Clearing my throat
Published 3:01 pm Tuesday, January 4, 2011
Ever had something stuck in your craw?
I’ve heard that idiom all my life and I guess it has something to do with chickens or birds. That kind of animal needs help with the digestion of their food, something to grind up the food so that the stomach can handle it. I know that is not such a scientific explanation, but you know what I mean.
Every now and then, they may ingest a pebble that is too large and it gets stuck in their craws or crops, as it may be called. It’s irritating and has to be dislodged.
We don’t have craws. We have throats, but sometimes we want to say something and we may have trouble saying it. We either don’t know how to say it in words or our physical throats may betray us. We try to beat around the bush in irritation or, in clearing our throats, someone might say, “You got something stuck in your craw? Go ahead and speak your mind.”
As the holidays were with us, I felt obliged to speak positively of the season. Many things happened that I let pass, thinking that, after the first of year, I would have the chance to speak my mind. A few things stuck in my craw and, today, I think I’ll clear my throat.

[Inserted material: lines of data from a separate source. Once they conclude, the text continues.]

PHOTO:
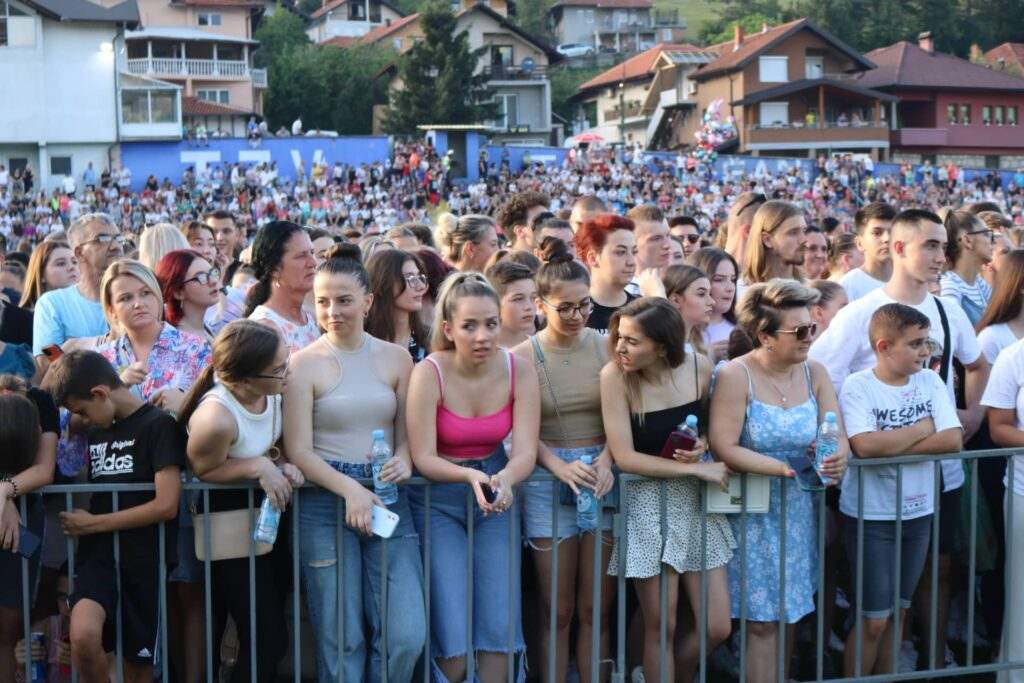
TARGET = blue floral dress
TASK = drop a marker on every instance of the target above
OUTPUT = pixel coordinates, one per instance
(775, 432)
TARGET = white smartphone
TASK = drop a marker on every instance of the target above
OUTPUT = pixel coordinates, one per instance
(384, 522)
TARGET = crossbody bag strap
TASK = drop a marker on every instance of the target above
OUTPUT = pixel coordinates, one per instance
(539, 356)
(946, 350)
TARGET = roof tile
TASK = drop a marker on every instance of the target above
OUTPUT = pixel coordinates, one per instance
(636, 67)
(906, 65)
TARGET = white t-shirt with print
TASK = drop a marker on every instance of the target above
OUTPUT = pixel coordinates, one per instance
(297, 336)
(869, 406)
(1006, 391)
(857, 284)
(844, 348)
(993, 339)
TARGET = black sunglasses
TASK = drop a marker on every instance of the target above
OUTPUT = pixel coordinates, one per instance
(802, 332)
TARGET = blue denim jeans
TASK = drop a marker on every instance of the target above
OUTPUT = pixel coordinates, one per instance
(354, 568)
(492, 570)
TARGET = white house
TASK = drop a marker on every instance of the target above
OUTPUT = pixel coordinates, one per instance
(59, 85)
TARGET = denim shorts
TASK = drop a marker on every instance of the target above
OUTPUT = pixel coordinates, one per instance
(492, 571)
(880, 561)
(541, 498)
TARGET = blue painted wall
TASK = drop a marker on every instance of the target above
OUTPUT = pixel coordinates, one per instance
(170, 159)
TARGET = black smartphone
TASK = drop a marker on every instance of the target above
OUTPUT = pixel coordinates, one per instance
(807, 476)
(488, 494)
(28, 542)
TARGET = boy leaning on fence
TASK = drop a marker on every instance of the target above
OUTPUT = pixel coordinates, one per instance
(130, 441)
(894, 409)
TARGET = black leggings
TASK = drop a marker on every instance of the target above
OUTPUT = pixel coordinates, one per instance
(230, 591)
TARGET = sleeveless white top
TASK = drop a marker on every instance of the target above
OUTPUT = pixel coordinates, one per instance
(257, 431)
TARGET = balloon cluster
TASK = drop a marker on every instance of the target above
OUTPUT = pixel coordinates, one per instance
(714, 133)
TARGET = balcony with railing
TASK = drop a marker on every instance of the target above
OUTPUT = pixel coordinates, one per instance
(177, 67)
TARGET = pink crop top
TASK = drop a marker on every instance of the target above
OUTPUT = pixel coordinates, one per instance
(459, 436)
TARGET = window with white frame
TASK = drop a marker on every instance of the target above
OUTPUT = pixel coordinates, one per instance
(508, 111)
(219, 96)
(774, 114)
(148, 105)
(773, 70)
(17, 28)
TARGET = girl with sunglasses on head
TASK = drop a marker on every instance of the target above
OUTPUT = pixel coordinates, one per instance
(568, 357)
(651, 386)
(399, 286)
(233, 418)
(459, 413)
(345, 386)
(785, 398)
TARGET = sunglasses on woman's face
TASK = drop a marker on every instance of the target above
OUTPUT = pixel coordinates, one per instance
(802, 332)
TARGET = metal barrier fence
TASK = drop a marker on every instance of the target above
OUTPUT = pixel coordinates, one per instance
(620, 672)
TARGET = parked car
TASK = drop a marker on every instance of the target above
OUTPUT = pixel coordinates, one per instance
(574, 50)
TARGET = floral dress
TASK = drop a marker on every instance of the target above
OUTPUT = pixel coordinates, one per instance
(775, 432)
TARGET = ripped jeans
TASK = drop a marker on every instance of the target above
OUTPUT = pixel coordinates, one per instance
(495, 564)
(354, 569)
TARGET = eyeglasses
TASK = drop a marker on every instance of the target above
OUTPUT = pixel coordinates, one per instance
(211, 275)
(105, 240)
(566, 311)
(802, 332)
(416, 281)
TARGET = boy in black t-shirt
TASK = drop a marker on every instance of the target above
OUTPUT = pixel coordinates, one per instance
(129, 442)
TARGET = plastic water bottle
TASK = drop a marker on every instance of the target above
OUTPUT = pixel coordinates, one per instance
(826, 443)
(266, 523)
(380, 455)
(586, 504)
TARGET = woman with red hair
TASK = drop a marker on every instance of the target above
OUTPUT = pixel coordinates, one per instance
(607, 247)
(190, 285)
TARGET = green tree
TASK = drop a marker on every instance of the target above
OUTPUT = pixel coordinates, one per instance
(328, 87)
(439, 83)
(279, 33)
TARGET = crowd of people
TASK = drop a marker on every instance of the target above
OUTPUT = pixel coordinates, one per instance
(561, 322)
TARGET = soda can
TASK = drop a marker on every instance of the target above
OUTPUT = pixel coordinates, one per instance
(38, 670)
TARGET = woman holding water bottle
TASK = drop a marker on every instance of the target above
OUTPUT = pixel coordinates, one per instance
(346, 389)
(568, 357)
(233, 419)
(648, 389)
(785, 396)
(460, 412)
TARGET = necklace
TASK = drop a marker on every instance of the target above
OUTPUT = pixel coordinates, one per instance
(775, 386)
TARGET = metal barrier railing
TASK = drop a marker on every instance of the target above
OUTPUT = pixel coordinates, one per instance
(620, 659)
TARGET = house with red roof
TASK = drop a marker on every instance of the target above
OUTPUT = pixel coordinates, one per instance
(515, 62)
(614, 26)
(950, 110)
(348, 19)
(793, 91)
(629, 101)
(205, 48)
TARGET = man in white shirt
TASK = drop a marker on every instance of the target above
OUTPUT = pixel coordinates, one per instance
(919, 247)
(872, 223)
(653, 244)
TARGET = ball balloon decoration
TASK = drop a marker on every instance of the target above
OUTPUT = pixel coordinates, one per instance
(715, 132)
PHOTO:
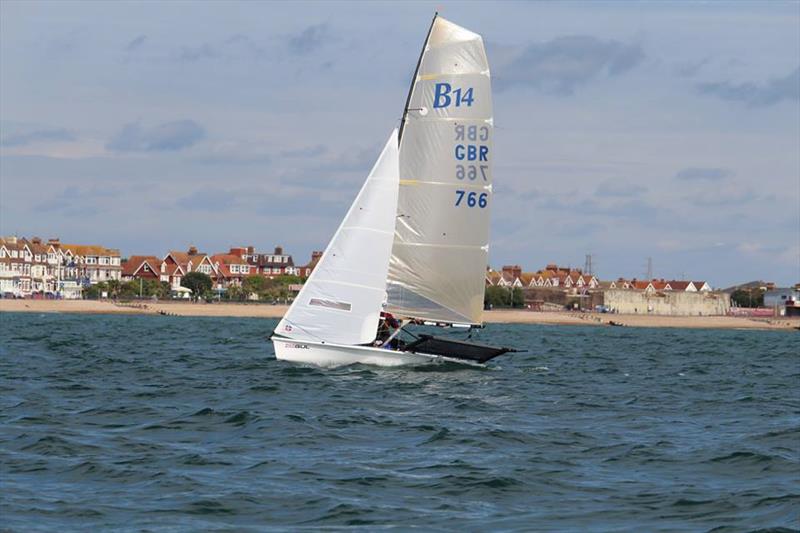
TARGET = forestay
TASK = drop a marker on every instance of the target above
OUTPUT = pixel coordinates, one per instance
(341, 300)
(441, 245)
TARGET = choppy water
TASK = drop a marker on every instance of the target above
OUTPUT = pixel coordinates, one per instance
(141, 422)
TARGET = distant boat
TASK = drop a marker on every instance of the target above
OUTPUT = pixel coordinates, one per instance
(415, 241)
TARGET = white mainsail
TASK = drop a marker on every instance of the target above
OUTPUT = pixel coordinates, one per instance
(341, 300)
(441, 243)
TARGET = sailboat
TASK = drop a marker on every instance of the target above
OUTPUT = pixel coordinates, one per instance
(415, 241)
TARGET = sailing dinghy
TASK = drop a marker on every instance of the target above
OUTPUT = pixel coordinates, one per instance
(415, 241)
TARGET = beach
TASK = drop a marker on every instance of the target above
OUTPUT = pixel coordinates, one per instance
(509, 316)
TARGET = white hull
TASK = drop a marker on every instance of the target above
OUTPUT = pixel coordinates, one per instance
(331, 355)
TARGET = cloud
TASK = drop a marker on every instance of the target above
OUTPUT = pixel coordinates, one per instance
(79, 201)
(619, 189)
(726, 198)
(24, 139)
(136, 43)
(307, 151)
(190, 54)
(689, 69)
(169, 136)
(247, 44)
(752, 95)
(699, 174)
(562, 65)
(208, 200)
(310, 39)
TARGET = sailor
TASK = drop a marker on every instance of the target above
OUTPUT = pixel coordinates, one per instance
(386, 327)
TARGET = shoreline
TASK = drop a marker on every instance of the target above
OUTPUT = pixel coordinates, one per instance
(507, 316)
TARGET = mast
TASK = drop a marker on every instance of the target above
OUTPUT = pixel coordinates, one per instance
(414, 79)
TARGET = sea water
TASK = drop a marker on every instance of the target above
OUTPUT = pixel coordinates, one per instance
(153, 422)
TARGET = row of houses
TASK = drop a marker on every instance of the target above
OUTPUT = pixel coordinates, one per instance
(555, 277)
(32, 266)
(225, 269)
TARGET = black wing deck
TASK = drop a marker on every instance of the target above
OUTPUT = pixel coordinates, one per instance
(467, 351)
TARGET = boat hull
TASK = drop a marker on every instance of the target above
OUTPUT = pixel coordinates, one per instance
(331, 355)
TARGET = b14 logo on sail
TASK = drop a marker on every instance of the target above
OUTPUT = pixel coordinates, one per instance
(446, 95)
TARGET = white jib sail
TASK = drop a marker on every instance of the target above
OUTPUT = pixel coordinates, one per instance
(341, 301)
(441, 246)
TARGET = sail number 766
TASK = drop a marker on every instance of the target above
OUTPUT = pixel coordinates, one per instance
(472, 199)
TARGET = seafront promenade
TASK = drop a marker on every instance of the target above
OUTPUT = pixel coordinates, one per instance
(256, 310)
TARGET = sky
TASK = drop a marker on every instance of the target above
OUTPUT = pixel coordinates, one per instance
(628, 131)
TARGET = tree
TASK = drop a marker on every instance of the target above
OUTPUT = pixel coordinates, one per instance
(198, 282)
(93, 292)
(748, 297)
(235, 292)
(254, 285)
(517, 298)
(503, 297)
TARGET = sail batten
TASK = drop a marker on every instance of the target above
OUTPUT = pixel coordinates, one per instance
(341, 300)
(440, 250)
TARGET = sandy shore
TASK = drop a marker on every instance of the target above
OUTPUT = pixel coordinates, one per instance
(497, 316)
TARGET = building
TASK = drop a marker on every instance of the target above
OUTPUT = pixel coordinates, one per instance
(93, 263)
(779, 298)
(273, 264)
(141, 267)
(35, 268)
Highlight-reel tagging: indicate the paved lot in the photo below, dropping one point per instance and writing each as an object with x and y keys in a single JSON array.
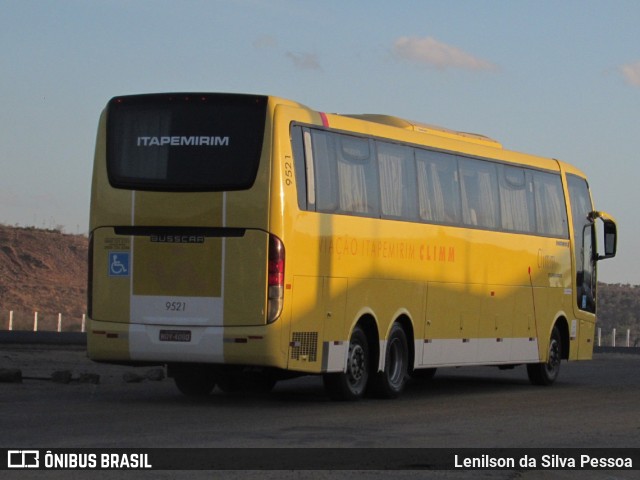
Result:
[{"x": 594, "y": 404}]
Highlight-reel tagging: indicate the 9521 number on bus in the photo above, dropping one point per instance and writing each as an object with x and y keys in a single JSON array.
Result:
[{"x": 176, "y": 306}]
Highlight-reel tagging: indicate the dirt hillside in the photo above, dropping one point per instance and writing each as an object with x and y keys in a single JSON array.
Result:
[{"x": 43, "y": 271}]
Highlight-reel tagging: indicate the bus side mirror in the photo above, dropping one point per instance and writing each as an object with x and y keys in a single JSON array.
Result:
[{"x": 607, "y": 235}]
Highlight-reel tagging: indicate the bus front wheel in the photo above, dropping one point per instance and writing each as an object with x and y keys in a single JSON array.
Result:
[
  {"x": 547, "y": 373},
  {"x": 351, "y": 385}
]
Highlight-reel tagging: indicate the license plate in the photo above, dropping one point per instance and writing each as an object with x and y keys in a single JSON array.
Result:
[{"x": 175, "y": 335}]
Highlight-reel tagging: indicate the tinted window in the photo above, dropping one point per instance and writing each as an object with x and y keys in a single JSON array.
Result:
[
  {"x": 517, "y": 209},
  {"x": 438, "y": 187},
  {"x": 397, "y": 180},
  {"x": 551, "y": 210},
  {"x": 197, "y": 142},
  {"x": 479, "y": 187}
]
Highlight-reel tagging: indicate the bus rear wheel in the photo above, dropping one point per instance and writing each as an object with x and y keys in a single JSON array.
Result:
[
  {"x": 351, "y": 385},
  {"x": 390, "y": 382},
  {"x": 547, "y": 373}
]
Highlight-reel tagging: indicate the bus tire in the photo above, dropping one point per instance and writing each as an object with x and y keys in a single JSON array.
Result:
[
  {"x": 390, "y": 382},
  {"x": 423, "y": 373},
  {"x": 351, "y": 385},
  {"x": 547, "y": 373},
  {"x": 197, "y": 382}
]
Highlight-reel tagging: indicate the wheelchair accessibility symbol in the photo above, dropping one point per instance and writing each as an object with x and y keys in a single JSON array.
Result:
[{"x": 119, "y": 264}]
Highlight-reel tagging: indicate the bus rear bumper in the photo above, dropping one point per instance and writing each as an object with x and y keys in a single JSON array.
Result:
[{"x": 141, "y": 343}]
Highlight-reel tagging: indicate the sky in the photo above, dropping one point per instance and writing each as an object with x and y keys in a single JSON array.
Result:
[{"x": 556, "y": 79}]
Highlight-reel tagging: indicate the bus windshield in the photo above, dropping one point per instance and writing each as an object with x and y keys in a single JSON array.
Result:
[{"x": 179, "y": 142}]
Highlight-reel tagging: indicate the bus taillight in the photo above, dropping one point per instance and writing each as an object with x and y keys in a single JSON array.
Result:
[{"x": 275, "y": 278}]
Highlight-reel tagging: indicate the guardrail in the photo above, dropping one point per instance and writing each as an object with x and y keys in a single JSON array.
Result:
[
  {"x": 80, "y": 338},
  {"x": 42, "y": 338}
]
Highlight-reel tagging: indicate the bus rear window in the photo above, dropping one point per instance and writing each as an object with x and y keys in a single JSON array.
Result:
[{"x": 185, "y": 142}]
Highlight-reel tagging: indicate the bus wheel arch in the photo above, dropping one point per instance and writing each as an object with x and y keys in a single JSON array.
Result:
[
  {"x": 361, "y": 362},
  {"x": 545, "y": 373},
  {"x": 390, "y": 381},
  {"x": 563, "y": 327}
]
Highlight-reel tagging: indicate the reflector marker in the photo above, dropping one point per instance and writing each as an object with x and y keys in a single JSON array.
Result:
[{"x": 325, "y": 120}]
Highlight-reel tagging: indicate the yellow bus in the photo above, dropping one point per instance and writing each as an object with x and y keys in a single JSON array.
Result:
[{"x": 244, "y": 239}]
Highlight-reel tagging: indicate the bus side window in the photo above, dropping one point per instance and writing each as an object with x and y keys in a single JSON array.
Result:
[
  {"x": 551, "y": 216},
  {"x": 438, "y": 187},
  {"x": 357, "y": 176},
  {"x": 397, "y": 181},
  {"x": 325, "y": 169},
  {"x": 299, "y": 166},
  {"x": 479, "y": 193},
  {"x": 517, "y": 208}
]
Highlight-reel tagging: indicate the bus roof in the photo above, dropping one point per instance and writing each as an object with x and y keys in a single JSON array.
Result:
[{"x": 426, "y": 128}]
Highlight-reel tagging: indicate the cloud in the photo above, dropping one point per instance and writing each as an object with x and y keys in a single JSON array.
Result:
[
  {"x": 265, "y": 41},
  {"x": 432, "y": 53},
  {"x": 304, "y": 61},
  {"x": 631, "y": 73}
]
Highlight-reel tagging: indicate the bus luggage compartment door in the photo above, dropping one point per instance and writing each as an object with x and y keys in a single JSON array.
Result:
[{"x": 155, "y": 276}]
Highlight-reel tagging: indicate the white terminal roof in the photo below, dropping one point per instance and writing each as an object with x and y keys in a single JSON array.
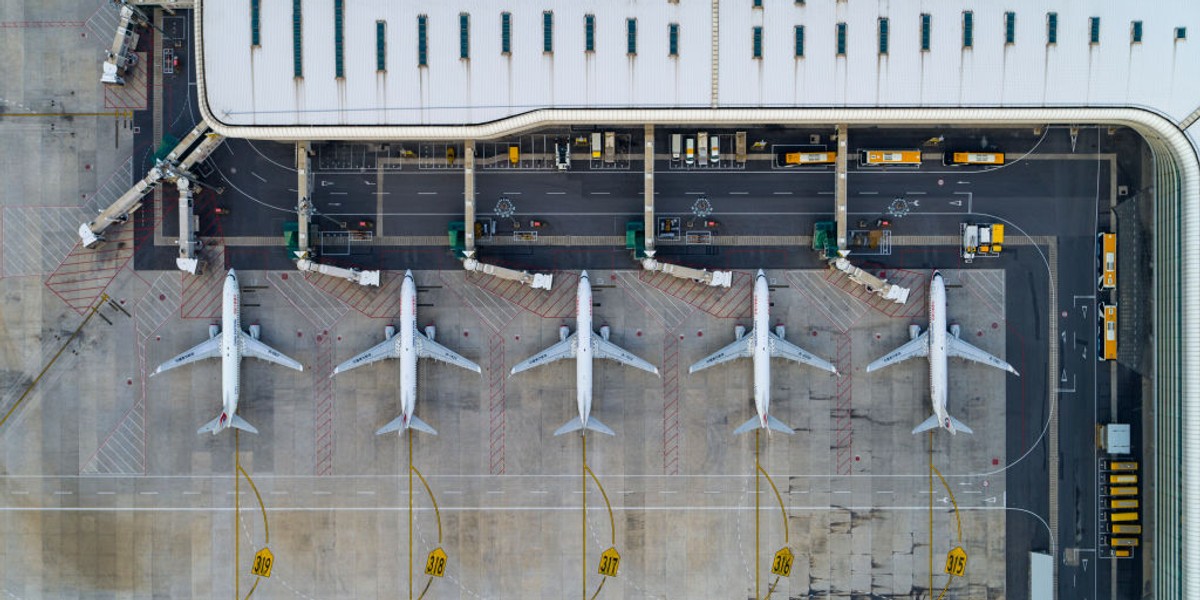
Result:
[{"x": 256, "y": 85}]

Like many, I am irritated and maybe even angry with the condition in which we find ourselves as a country. I say many because I hear frustration, doubt, confusion, resignation and many other emotions as I make simple conversation with a lot of you.
Like the waitress in the coffee shop in Auburn the day after Christmas, some say, “Don’t even get me started.” All I did was comment on what some Washington politician said. Inadvertently I opened a can of worms that clearly showed that I had gotten on her last nerve. I think many Americans, as we enter into a new year, are on their last nerve.
Our craws are full of gravel and we want to say a lot, but two things come to mind. Do we have anyone who is listening and, if we are heard, do they understand? And, what are we to say that doesn’t make us sound like we are old fogies? If you know what an old fogy is, sorry, you might be one!
It seems that all the concepts that made America strong and successful have been thrown out the window. It used to be that our country stood for hard work and responsible behavior. If there was an American dream, it began with getting an education, a job, working hard at that job, living within a normal set of rules, and persevering. Nothing happened overnight and success, in varying degrees, was dependent upon the individual.
Now, it seems that the saying that meant so much to us when John Kennedy spoke at his inauguration has been turned around. Remember what he said?
“Ask not what your country can do for you; ask what you can do for your country.”
It sticks in my craw that too many people are holding their hands out for whatever this country may give them and have no thought about what they may contribute to the country.
It sticks in my craw that we have so many politicians who are willing to give, give, give and not expect anything in return.
It sticks in my craw when a law enforcement official in Atlanta is killed by someone who has been arrested 18 times and released 18 times. Or another one killed in Albany by someone who is out on probation even when the judge said, “he’ll be back.”
It sticks in my craw that the Republicans and Democrats in Washington would rather fight among themselves to get an upper hand for elections rather than working together to help the American people.
It sticks in my craw when we send our sons and daughters to foreign lands to fight a so-called war, yet, if they really try to fight to win, we criticize them.
It sticks in my craw that we can put “In God We Trust” on our money and even adopt it as the American motto (1956), yet our president says our motto is “out of many, one.” I can understand that, in giving a speech, one may use a certain literary license in phrases, but a motto is either known or not.
It sticks in my craw that we have spent trillions of dollars on eliminating poverty in our country, ever since the Great Society of the mid 1960s, but we have made the problem worse instead of better.
It sticks in my craw that a person can have four, five or more children by just as many fathers and the American people get stuck with the bill for everything. Everybody makes mistakes, but to make the same mistake four, five or six times tells me that someone doesn’t care.
It sticks in my craw that people who have worked hard all their lives and are now approaching the years when they should be able to rest are, instead, being treated as if they are problems.
It sticks in my craw that the kind of life I knew as a child growing up in security and stability is going to be the exception as we move into this century.
And finally, it sticks in my craw that we have let ourselves get into this kind of situation as a country.
I wish I could say, “Now I feel better having gotten all that off my chest.” I’ll feel a whole lot better when we begin to correct some of these things. I just don’t know how long that’s going to take. Or even if we can.